Pattern A: pick the protocol per project, deliver wrapper and service to the client. The agency picks the protocol per project as part of discovery, prices the wrapper hours into the project, and the client owns the wrapper (and usually the service) on delivery. The agency keeps the underlying HTTP service as agency-side intellectual property unless the contract specifies otherwise. The pattern is simple, defensible, and works for one-off projects.

Pattern B: maintain a multi-protocol portfolio internally, reuse the service across clients. The agency builds a portfolio of plain HTTP services covering common patterns (Slack summarisation, CRM enrichment, document Q&A, ticket triage, calendar coordination). For each client project, the agency wraps the relevant services into the client’s protocol estate. The first protocol is priced at the project rate; additional protocols on the same logic are priced at 30-40% of the original because the underlying service is reused. The pattern is more attractive for agencies serving the same vertical across multiple clients on different platforms.

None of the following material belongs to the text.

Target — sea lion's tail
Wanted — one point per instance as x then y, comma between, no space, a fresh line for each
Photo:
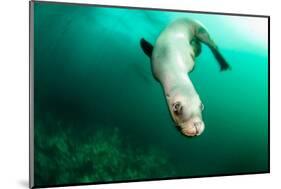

Whichever pattern the agency uses, the contract should be explicit about what is delivered. “Wrapper + service” (client owns everything) versus “wrapper only” (client owns the wrapper, agency retains the service) is the key distinction. Most agency-side ambiguity on this question shows up later as an argument about reuse rights when the second client wants the same functionality.

Tracking the switching cost in hours

The simplest agency-side instrument for the protocol decision is an hours log. Per client project, log: hours building plain HTTP services (the asset), hours building protocol wrappers (the disposable layer), and the protocol(s) the wrappers target. The log is a spreadsheet column added to the existing time-tracking practice.

The log produces two useful answers. First, it makes the asset-versus-disposable ratio visible, agencies typically discover that wrapper hours are 15-25% of the total when the HTTP-first discipline is in place, versus 70-90% when it is not. Second, it produces a credible re-platform cost figure when a client asks “what would it cost to move this to a different protocol”, the answer is the wrapper hours, not the wrapper-plus-service hours. Quoting the re-platform cost accurately is often the difference between winning the second project with the same client and losing it to a competitor with a better number.

The order of operations for the small agency

The credential and identity layer (the NHI starter kit at OPS-074) comes first. The shadow-AI audit (the intra-vendor capability audit at OPS-075) comes second if the agency is consuming AI tools rather than only building them. The protocol picking covered in this piece comes third, and only matters when the agency is building agentic features for clients rather than only using AI tools on its own work.

The enterprise framings at AM-167, AM-168, and AM-169 are the language the agency’s enterprise clients are now using on the procurement side of the table. The agency that can hold both sides of the conversation, the small-team operational version and the enterprise procurement version, has a structural advantage in the 2026 services market. The procurement-mature small agency is the one that ages well as the protocol fragmentation widens through the rest of 2026 and into 2027.